Article 1, une communauté de semblables si différents
Avant l’Asie, retour en France, puis en Italie pour un Erasmus et voilà Florian diplômé. Dans sa famille, c’est parfois l’incompréhension face à ces études à rallonge et si loin des Hautes-Alpes. Pensant revenir en triomphateur du Vietnam, il réalise que ses proches ne le voient pas ainsi et s’interroge sur ce qu’est une vie professionnelle réussie. C’est alors qu’il est contacté par Bolewa pour devenir Fellow de Article 1. Acceptant bien volontiers de renvoyer l’ascenseur, il s’implique dans l’organisation du premier week-end des ambassadeurs et de la communauté de réussite. Nouveau choc positif : une communauté de semblables qui ne lui ressemblent en rien physiquement.
“On oppose parfois les jeunes issus des quartiers populaires, ceux des banlieues de grande ville et ceux des milieux ruraux. En côtoyant les jeunes de Article 1 j’ai réalisé que c’était une erreur : nous avons énormément en commun.

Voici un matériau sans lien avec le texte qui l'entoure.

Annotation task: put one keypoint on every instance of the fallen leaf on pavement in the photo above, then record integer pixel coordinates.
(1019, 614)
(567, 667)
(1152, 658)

Comme moi ils sont tiraillés entre leur identité d’origine et l’aspiration aux codes de la réussite. Comme moi ils détonnent par rapport à leur famille et ce qui est la norme de la réussite pour d’autres, “une grande école”, n’a rien d’une évidence dans leurs foyers. Ensemble nous sommes plus forts, nous nous entretenons dans une émulation de chaque instant et nous aidons à nous assumer pleinement pour mieux nous dépasser.”
A l’étranger, on est Français. Point
Diplômé de Kedge, Florian choisit d’ignorer son envie d’Asie. Embauché pour un CDD d’un an chez le géant du transport maritime CMA-CGM, il cogite. Le secteur économique est peu compatible avec ses idéaux environnementaux, il s’ennuie et sent qu’il reste par carriérisme et facilité matérielle. A l’évidence, avec patience et sérieux on lui proposera un CDI et la bulle de confort ouaté de l’enveloppera tout entier. Tant d’efforts passés pour tant de confort présent ? La logique le déçoit et le pousse une nouvelle fois à se dépasser. Avec la prime de précarité à la fin de son contrat et un peu de bienveillance parentale, il dispose du pécule pour s’offrir son nouveau défi : apprendre le chinois à l’université des langues de Taïwan. Au moment de l’entretien, Florian en était à plus de six mois d’immersion et jugeait son niveau de mandarin déjà supérieur à celui qu’il avait en anglais lorsqu’il passait le bac ! S’il se voit confirmer ses rapides progrès par une première expérience professionnelle sur place, il ne voit pas son avenir à long terme loin de l’hexagone :
“Aujourd’hui, je suis en paix. Je progresse en chinois de façon très rapide et me prouve que je peux accomplir beaucoup de belles choses. Je veux rester un ou deux ans de plus pour faire fructifier cette pratique de la langue. Et j’aime l’anonymat de ma vie là-bas. Personne ne me fait de remarques sur mon accent, ou autre. Mais je reviendrais, car si je suis un citoyen du monde, je reste Français avant tout.”
Un retour qui pourrait le ramener à Eyguians, où son père fatigue et voudrait passer la main de la petite entreprise familiale qui cultive et vend des pommes des Hautes-Alpes. Reprendre l’héritage de ses racines et faire décoller tout cela grâce à ses savoirs de citoyen du monde, en somme.